No entanto, os testes nucleares subcríticos – que usam pequenas quantidades de plutônio, mas não criam reações nucleares em cadeia autossustentáveis e de crescimento exponencial – continuaram até hoje, em laboratórios ou em túneis subterrâneos especialmente construídos. Os EUA estão construindo novos túneis para testes subcríticos no local de teste nuclear de Nevada, onde devem ajudar no projeto da nova ogiva nuclear W93, em desenvolvimento.
Presumivelmente, então, ao que se referem os cientistas quando falam sobre a possível retomada dos testes nucleares não são os últimos testes subcríticos, mas alguma versão dos testes de explosivos atmosféricos, espaciais, subaquáticos ou subterrâneos. E assim o problema fica mais complicado. Vemos que já passou tempo suficiente para que os perigos de longo prazo das armas nucleares, como as precipitações radioativas, tenham desaparecido em grande parte da consciência das pessoas – para a agonia e desespero daqueles que viveram os horrores e estão afligidos até hoje. Quanto mais as pessoas entenderem e até puderem visualizar os perigos imediatos e de longo prazo do uso de armas nucleares, menor é a probabilidade de que elas possam ser usadas.
No 50º aniversário do nascimento da bomba atômica, em 1995, Hans Albrecht Bethe, um físico alemão-americano que teve um papel central no desenvolvimento da física nuclear e na criação da bomba atômica, escreveu: "Sinto o alívio mais intenso de que essas armas não tenham sido usadas desde a Segunda Guerra Mundial, misturado com o horror de que dezenas de milhares dessas armas tenham sido construídas desde aquela época – cem vezes mais do que qualquer um de nós em Los Alamos poderia imaginar". Embora Bethe tenha contribuído para a sua criação, ele também se tornou um defensor do controle de armas nucleares e da paz nuclear após a guerra. Bethe estava preocupado com as consequências devastadoras que as armas nucleares poderiam ter e defendeu a limitação de sua proliferação.

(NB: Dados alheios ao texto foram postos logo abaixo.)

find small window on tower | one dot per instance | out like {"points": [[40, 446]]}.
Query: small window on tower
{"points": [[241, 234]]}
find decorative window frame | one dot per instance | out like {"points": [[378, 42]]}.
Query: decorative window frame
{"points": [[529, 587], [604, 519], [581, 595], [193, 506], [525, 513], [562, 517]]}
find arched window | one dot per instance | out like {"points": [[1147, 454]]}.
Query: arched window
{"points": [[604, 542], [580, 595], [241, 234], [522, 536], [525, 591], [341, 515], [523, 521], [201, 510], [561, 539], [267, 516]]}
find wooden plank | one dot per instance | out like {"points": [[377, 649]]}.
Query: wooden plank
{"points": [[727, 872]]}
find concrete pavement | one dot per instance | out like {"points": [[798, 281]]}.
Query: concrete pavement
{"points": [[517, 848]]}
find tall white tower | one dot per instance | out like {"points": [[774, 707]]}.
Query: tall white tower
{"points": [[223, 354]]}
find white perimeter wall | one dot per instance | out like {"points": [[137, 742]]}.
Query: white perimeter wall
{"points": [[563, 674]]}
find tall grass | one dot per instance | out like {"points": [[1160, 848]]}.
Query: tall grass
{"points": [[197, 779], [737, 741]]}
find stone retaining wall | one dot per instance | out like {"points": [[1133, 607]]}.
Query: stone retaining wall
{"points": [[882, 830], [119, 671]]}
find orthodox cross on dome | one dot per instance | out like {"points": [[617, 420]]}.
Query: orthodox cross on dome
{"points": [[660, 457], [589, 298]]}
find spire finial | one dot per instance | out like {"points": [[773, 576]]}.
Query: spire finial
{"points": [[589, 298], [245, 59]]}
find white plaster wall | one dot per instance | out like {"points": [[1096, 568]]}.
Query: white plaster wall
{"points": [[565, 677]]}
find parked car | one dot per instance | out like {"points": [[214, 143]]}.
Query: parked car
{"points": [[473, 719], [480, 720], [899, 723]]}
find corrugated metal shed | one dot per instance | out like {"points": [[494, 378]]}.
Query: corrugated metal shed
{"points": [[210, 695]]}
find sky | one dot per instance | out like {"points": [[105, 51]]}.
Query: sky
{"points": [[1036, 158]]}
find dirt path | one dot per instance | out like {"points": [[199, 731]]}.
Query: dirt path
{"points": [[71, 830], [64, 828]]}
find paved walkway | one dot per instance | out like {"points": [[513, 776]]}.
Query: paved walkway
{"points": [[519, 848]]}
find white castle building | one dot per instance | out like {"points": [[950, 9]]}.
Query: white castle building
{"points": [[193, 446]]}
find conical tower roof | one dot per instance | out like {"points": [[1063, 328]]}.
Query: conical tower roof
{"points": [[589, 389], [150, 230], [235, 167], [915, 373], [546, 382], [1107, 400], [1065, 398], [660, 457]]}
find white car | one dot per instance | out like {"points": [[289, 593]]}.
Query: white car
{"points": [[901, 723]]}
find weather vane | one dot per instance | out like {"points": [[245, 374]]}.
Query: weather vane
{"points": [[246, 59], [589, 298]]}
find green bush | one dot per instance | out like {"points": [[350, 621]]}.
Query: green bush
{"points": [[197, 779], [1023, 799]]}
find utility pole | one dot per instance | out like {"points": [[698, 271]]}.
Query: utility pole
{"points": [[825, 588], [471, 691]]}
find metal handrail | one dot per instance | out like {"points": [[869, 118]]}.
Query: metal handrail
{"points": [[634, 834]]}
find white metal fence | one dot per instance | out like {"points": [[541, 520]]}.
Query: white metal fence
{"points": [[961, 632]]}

"Quanto mais perto você estiver das armas nucleares, mais você estará ciente dos perigos se elas forem usadas novamente. No entanto, creio que a maioria das pessoas hoje se esqueceu, se é que alguma vez souberam, o que uma única arma nuclear poderia fazer."
Muitos acreditam que a premissa é: Ver para crer. Mas acreditar neste caso é trabalhar para se opor ao seu uso.
Tropas participando do exercício Desert Rock I, como parte da Operação Buster-Jangle-Dog, testaram no local de teste de Nevada, em 1º de novembro de 1951. Este foi o primeiro exercício de campo nuclear dos EUA realizado em terra; as tropas mostradas estão a apenas 6 quilômetros da explosão. Imagem de Domínio Público.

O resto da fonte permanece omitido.